Attention mechanism that integrates information across two distinct input sequences.
Cross-attention is a neural network mechanism that enables a model to selectively draw information from one sequence while processing another. Unlike self-attention, where a sequence attends to itself, cross-attention computes relationships between two separate inputs. Queries are derived from one source — typically a decoder or target representation — while keys and values come from a different source, such as an encoder output. The resulting attention scores determine how much each element of the query sequence should attend to each element of the key-value sequence, producing a context-aware representation that blends information across the two streams.
The mechanism became central to machine learning with the Transformer architecture introduced by Vaswani et al. in 2017. In sequence-to-sequence tasks like machine translation, cross-attention allows the decoder to dynamically consult the encoder's full representation at every generation step, rather than relying on a fixed compressed context vector. This dramatically improved the model's ability to handle long-range dependencies and align output tokens with relevant portions of the input — for example, matching translated words to their source-language counterparts.
Beyond language tasks, cross-attention has proven essential in multimodal architectures that must bridge different data modalities. In image captioning, a text decoder can attend over spatial visual features to ground each generated word in a relevant image region.

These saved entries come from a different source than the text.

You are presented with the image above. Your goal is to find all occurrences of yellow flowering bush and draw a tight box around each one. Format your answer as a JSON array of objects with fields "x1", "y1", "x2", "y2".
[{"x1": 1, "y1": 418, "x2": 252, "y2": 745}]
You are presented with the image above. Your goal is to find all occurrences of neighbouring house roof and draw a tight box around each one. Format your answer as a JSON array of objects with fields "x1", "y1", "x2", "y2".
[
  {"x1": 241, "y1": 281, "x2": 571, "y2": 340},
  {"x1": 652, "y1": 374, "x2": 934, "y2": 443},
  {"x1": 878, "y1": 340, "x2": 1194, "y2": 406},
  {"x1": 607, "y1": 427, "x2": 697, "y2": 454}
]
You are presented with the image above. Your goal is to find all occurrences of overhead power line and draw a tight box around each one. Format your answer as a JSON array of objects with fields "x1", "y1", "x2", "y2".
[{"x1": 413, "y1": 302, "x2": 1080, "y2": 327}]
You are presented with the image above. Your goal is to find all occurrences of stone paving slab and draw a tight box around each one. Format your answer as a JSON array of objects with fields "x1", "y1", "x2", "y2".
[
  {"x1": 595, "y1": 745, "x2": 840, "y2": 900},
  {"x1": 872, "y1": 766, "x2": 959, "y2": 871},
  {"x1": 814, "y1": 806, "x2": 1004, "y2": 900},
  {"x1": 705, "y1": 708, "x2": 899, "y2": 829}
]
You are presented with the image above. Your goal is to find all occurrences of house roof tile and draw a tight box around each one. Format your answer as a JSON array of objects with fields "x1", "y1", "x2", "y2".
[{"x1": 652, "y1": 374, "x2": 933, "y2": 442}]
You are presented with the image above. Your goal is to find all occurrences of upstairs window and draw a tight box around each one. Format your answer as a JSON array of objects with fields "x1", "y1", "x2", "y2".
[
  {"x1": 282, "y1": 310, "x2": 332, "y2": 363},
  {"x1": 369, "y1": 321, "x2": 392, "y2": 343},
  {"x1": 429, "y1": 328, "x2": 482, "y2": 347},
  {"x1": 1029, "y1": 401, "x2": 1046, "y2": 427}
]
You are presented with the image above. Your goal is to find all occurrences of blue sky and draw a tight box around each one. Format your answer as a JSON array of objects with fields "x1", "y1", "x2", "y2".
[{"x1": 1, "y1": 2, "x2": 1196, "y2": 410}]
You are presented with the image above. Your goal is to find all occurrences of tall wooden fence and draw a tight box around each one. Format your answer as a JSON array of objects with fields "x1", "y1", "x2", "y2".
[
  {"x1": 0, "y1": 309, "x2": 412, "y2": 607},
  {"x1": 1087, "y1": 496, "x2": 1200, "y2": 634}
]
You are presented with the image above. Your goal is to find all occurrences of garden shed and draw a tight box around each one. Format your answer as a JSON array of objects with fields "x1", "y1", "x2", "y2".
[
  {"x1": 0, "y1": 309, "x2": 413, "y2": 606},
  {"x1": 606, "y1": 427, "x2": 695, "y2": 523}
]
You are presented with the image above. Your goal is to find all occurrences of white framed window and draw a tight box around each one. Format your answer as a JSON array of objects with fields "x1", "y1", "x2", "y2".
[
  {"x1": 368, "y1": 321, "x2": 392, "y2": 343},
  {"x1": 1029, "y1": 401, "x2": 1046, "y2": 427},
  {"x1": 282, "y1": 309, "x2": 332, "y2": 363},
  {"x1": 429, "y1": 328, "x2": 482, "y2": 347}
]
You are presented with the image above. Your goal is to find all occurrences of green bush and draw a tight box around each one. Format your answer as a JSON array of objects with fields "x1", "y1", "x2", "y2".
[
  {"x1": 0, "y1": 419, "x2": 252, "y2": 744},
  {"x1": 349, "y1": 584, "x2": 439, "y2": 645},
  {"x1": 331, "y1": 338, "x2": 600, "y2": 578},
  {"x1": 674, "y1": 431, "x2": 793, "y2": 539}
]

In models like DALL·E and Stable Diffusion, cross-attention layers allow image generation to be conditioned on text embeddings, enabling fine-grained semantic control over visual outputs. Perceiver-style architectures use cross-attention as a general interface for ingesting high-dimensional inputs of arbitrary structure.

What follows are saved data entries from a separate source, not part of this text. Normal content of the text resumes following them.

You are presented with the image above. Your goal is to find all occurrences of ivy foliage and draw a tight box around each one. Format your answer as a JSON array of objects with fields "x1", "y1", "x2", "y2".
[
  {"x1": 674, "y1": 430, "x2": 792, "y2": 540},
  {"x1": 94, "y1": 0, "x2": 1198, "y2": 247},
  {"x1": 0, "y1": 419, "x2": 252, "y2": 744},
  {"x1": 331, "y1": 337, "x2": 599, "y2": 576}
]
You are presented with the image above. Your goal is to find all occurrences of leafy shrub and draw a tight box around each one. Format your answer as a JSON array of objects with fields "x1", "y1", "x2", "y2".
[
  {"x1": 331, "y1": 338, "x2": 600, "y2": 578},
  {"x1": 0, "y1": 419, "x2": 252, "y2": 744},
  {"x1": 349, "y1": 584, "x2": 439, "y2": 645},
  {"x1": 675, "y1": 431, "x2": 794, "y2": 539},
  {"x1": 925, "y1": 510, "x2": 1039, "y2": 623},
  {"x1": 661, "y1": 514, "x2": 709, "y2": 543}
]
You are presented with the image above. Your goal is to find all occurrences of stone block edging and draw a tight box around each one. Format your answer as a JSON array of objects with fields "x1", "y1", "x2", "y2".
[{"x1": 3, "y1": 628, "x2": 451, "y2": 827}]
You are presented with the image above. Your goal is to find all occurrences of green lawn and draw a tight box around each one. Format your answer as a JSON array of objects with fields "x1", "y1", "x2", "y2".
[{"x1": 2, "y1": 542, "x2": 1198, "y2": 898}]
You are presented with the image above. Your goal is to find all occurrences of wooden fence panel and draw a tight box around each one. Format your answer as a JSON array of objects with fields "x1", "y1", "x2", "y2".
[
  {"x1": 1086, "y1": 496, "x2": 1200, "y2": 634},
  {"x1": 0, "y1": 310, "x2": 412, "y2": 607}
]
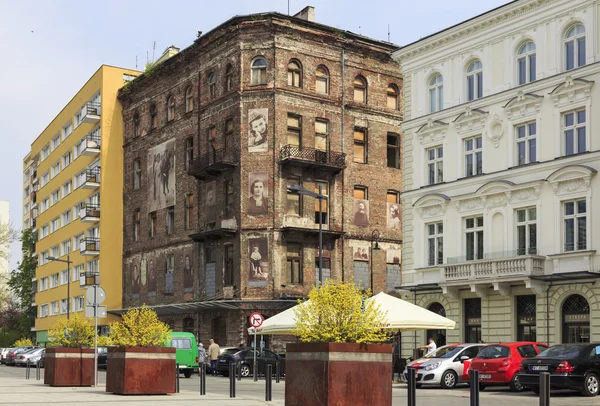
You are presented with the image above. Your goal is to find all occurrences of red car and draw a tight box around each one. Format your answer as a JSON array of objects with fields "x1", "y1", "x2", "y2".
[{"x1": 469, "y1": 342, "x2": 548, "y2": 392}]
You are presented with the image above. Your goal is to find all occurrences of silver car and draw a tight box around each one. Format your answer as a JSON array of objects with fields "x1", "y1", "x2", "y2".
[
  {"x1": 14, "y1": 348, "x2": 45, "y2": 366},
  {"x1": 0, "y1": 348, "x2": 12, "y2": 364},
  {"x1": 403, "y1": 343, "x2": 484, "y2": 389}
]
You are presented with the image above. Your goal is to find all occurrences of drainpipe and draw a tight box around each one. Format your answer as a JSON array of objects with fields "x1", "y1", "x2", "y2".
[
  {"x1": 340, "y1": 47, "x2": 346, "y2": 281},
  {"x1": 546, "y1": 281, "x2": 551, "y2": 345}
]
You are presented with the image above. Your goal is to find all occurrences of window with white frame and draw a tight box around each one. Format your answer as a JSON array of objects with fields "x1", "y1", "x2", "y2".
[
  {"x1": 51, "y1": 162, "x2": 60, "y2": 178},
  {"x1": 251, "y1": 56, "x2": 267, "y2": 85},
  {"x1": 51, "y1": 134, "x2": 61, "y2": 151},
  {"x1": 565, "y1": 24, "x2": 586, "y2": 71},
  {"x1": 74, "y1": 202, "x2": 84, "y2": 219},
  {"x1": 63, "y1": 180, "x2": 72, "y2": 196},
  {"x1": 563, "y1": 199, "x2": 587, "y2": 252},
  {"x1": 50, "y1": 301, "x2": 59, "y2": 316},
  {"x1": 427, "y1": 222, "x2": 443, "y2": 266},
  {"x1": 563, "y1": 109, "x2": 586, "y2": 156},
  {"x1": 517, "y1": 41, "x2": 536, "y2": 85},
  {"x1": 60, "y1": 270, "x2": 69, "y2": 285},
  {"x1": 516, "y1": 207, "x2": 537, "y2": 255},
  {"x1": 61, "y1": 239, "x2": 71, "y2": 256},
  {"x1": 41, "y1": 171, "x2": 50, "y2": 186},
  {"x1": 51, "y1": 189, "x2": 60, "y2": 205},
  {"x1": 41, "y1": 198, "x2": 49, "y2": 212},
  {"x1": 429, "y1": 74, "x2": 443, "y2": 113},
  {"x1": 87, "y1": 259, "x2": 99, "y2": 276},
  {"x1": 60, "y1": 299, "x2": 68, "y2": 314},
  {"x1": 73, "y1": 295, "x2": 84, "y2": 312},
  {"x1": 50, "y1": 217, "x2": 60, "y2": 233},
  {"x1": 464, "y1": 136, "x2": 482, "y2": 177},
  {"x1": 50, "y1": 245, "x2": 59, "y2": 258},
  {"x1": 62, "y1": 151, "x2": 72, "y2": 168},
  {"x1": 74, "y1": 108, "x2": 84, "y2": 127},
  {"x1": 166, "y1": 255, "x2": 175, "y2": 272},
  {"x1": 39, "y1": 304, "x2": 48, "y2": 318},
  {"x1": 40, "y1": 225, "x2": 49, "y2": 239},
  {"x1": 74, "y1": 139, "x2": 85, "y2": 159},
  {"x1": 50, "y1": 273, "x2": 59, "y2": 288},
  {"x1": 41, "y1": 145, "x2": 50, "y2": 161},
  {"x1": 466, "y1": 60, "x2": 483, "y2": 101},
  {"x1": 39, "y1": 277, "x2": 48, "y2": 291},
  {"x1": 516, "y1": 122, "x2": 536, "y2": 165},
  {"x1": 62, "y1": 121, "x2": 73, "y2": 140},
  {"x1": 39, "y1": 251, "x2": 49, "y2": 265},
  {"x1": 73, "y1": 264, "x2": 84, "y2": 282},
  {"x1": 465, "y1": 216, "x2": 484, "y2": 261},
  {"x1": 73, "y1": 233, "x2": 84, "y2": 250},
  {"x1": 62, "y1": 209, "x2": 72, "y2": 226},
  {"x1": 427, "y1": 146, "x2": 443, "y2": 185},
  {"x1": 74, "y1": 171, "x2": 86, "y2": 188}
]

Cross-attention matters because it provides a principled, learnable mechanism for information fusion across heterogeneous sources. Rather than requiring rigid alignment or hand-crafted fusion rules, the model learns which parts of one input are relevant to each part of another, adapting dynamically to context. This flexibility has made cross-attention a foundational building block in modern large-scale models spanning language, vision, audio, and their combinations.